Epigenetic silencing of the tumor suppressor gene p15Ink4b (CDKN2B) is a frequent event in blood disorders like acute myeloid leukemia and myelodysplastic syndromes. The molecular function of p15Ink4b in hematopoietic differentiation still remains to be elucidated. Our previous study demonstrated that loss of p15Ink4b in mice results in skewing of the differentiation pattern of the common myeloid progenitor towards the myeloid lineage. Here, we investigated a function of p15Ink4b tumor suppressor gene in driving erythroid lineage commitment in hematopoietic progenitors. It was found that p15Ink4b is expressed more highly in committed megakaryocyte–erythroid progenitors than granulocyte–macrophage progenitors. More importantly, mice lacking p15Ink4b have lower numbers of primitive red cell progenitors and a severely impaired response to 5-fluorouracil- and phenylhydrazine-induced hematopoietic stress. Introduction of p15Ink4b into multipotential progenitors produced changes at the molecular level, including activation of mitogen-activated protein kinase\extracellular signal-regulated kinase (MEK/ERK) signaling, increase GATA-1, erythropoietin receptor (EpoR) and decrease Pu1, GATA-2 expression. These changes rendered cells more permissive to erythroid commitment and less permissive to myeloid commitment, as demonstrated by an increase in early burst-forming unit-erythroid formation with concomitant decrease in myeloid colonies. Our results indicate that p15Ink4b functions in hematopoiesis, by maintaining proper lineage commitment of progenitors and assisting in rapid red blood cells replenishment following stress.
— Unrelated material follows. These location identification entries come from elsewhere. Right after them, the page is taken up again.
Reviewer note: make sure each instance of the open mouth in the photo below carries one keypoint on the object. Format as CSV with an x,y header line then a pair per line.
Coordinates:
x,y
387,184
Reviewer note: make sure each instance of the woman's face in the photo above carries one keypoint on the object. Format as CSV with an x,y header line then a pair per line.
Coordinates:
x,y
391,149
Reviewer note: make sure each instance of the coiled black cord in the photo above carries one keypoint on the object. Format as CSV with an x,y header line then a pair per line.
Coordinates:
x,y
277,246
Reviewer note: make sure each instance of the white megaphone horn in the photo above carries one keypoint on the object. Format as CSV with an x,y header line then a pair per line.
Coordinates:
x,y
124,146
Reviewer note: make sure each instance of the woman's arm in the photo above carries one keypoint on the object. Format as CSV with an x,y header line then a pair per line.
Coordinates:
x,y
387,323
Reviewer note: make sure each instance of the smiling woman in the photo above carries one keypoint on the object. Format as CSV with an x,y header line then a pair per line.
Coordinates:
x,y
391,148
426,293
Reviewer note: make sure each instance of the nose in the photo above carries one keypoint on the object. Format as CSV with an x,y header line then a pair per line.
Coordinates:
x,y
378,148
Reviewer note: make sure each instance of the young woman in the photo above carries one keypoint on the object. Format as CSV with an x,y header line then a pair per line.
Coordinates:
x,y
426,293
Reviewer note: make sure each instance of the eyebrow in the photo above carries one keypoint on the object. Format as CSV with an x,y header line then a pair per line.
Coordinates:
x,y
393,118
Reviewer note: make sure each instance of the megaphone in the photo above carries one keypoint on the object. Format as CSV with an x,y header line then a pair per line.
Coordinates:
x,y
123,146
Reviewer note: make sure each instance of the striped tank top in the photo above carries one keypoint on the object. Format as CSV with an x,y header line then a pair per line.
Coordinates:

肿瘤抑制基因p15Ink4b（CDKN2B）的表观遗传沉默在急性髓系白血病和骨髓增生异常综合征等血液疾病中是常见事件。p15Ink4b在造血分化中的分子功能仍有待阐明。我们之前的研究表明，小鼠中p15Ink4b的缺失导致共同髓系祖细胞的分化模式向髓系谱系偏移。在此，我们研究了p15Ink4b肿瘤抑制基因在驱动造血祖细胞向红系谱系分化中的作用。研究发现，p15Ink4b在定向的巨核细胞 - 红细胞祖细胞中的表达高于粒细胞 - 巨噬细胞祖细胞。更重要的是，缺乏p15Ink4b的小鼠原始红细胞祖细胞数量较少，并且对5 - 氟尿嘧啶和苯肼诱导的造血应激反应严重受损。将p15Ink4b导入多能祖细胞会在分子水平上产生变化，包括丝裂原活化蛋白激酶/细胞外信号调节激酶（MEK/ERK）信号通路的激活，GATA - 1、促红细胞生成素受体（EpoR）增加以及Pu1、GATA - 2表达降低。这些变化使细胞更易于向红系分化，而不易向髓系分化，这表现为早期爆式集落形成单位 - 红系形成增加，同时髓系集落减少。我们的研究结果表明，p15Ink4b在造血过程中发挥作用，通过维持祖细胞正确的谱系分化，并在应激后协助快速补充红细胞。